Deixamos o colar ali no chão, pois ele ainda estava vermelho e provavelmente quente. Procuramos ali e aqui até que achamos o nome dos filhos de Assis.

– Aqui, era João e Adalberto Demétri. – falou Kauvirno lendo um jornal – Diz aqui que após a morte da mãe, eles foram levados para um orfanato e foram adotados por famílias diferentes, eram novos quando isso aconteceu. Provavelmente acabaram esquecendo de sua ligação sanguínea.

– Mas Kauvirno, o mendigo era o rico. E não ao contrário.

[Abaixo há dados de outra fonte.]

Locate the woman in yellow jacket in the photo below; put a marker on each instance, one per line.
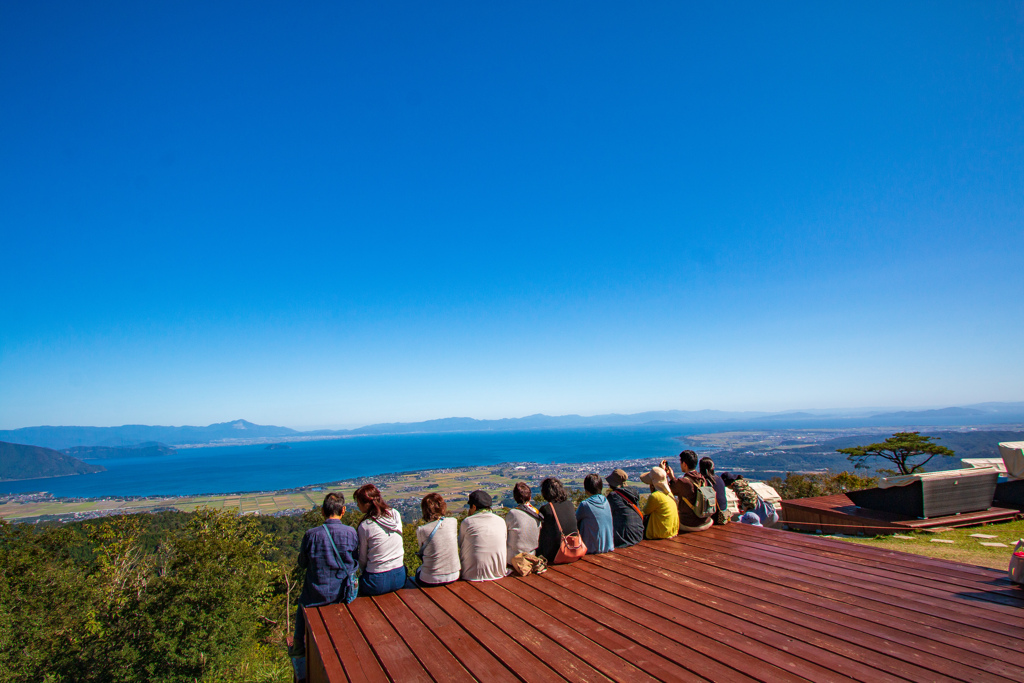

– Si, Kayo, o tal mendigo era João, que tinha sido adotado por uma família nobre, já Adalberto não. Eles não ficaram com herança dos pais, porque Assis antes de morrer deixou uma carta dizendo que nem sua esposa e seus filhos teriam direito a nada. Pois ele se sentia envergonhado. – disse Kauvirno – E logicamente que estava, seu primo havia sumido, por ele ter roubado o amor de sua vida.

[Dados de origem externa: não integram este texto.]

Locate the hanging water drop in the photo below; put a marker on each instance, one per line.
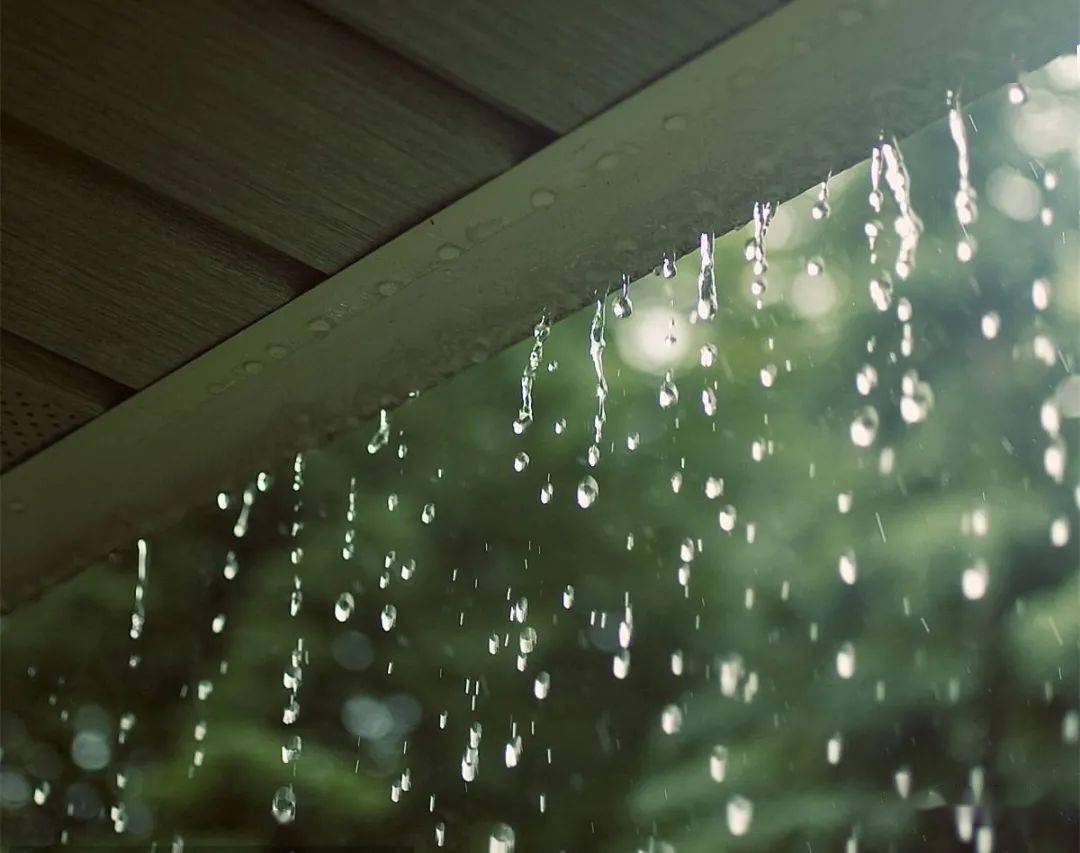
(586, 491)
(343, 607)
(381, 434)
(669, 392)
(283, 804)
(740, 814)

– Jogada do destino ou trapaças? – perguntou Marcelo.

Eu levantei e fui até o colar, e o peguei. Ele ainda estava com aquela luz vermelha trepidante, mas não estava tão quente. Eu olhei para o coração e para os olhos da serpente.

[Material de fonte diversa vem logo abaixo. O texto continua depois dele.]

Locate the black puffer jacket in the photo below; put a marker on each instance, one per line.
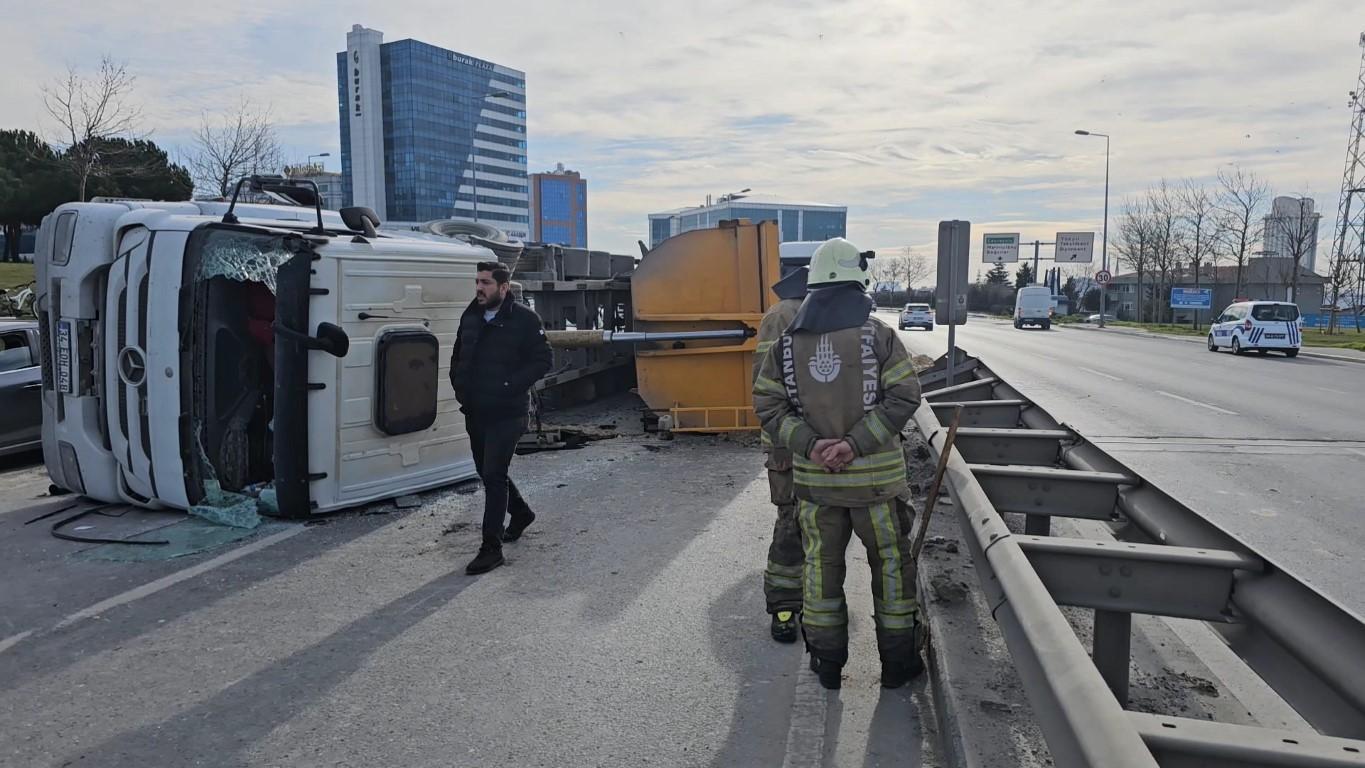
(496, 363)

– Adalberto ficou sabendo que seu irmão era rico, e quando completou certa idade foi em busca dele. Não aceitando o fato de viver numa família pobre, ele lançou o tal jogo de azar, que valia toda a riqueza do outro. Adalberto não era rico, mas se vestiu como um, com roupas alugadas. Ele conseguiu vencer João em um jogo de cartas. Como João era digno de sua palavra entregou toda a sua riqueza a Adalberto, e então vivia nas ruas. E isso fez com que ele se se torna um sábio. Sem ter o que fazer, João procurava sempre saber mais, enquanto Adalberto aprendia como aplicar novos truques.

– Viu isso através do colar? – perguntou o Kauvirno.

– Sim!

– E ele não mostra mais nada?

– Precisamos encontrar o túmulo de Ana Bela, o mais rápido possível. – eu disse, quase que hipnotizado.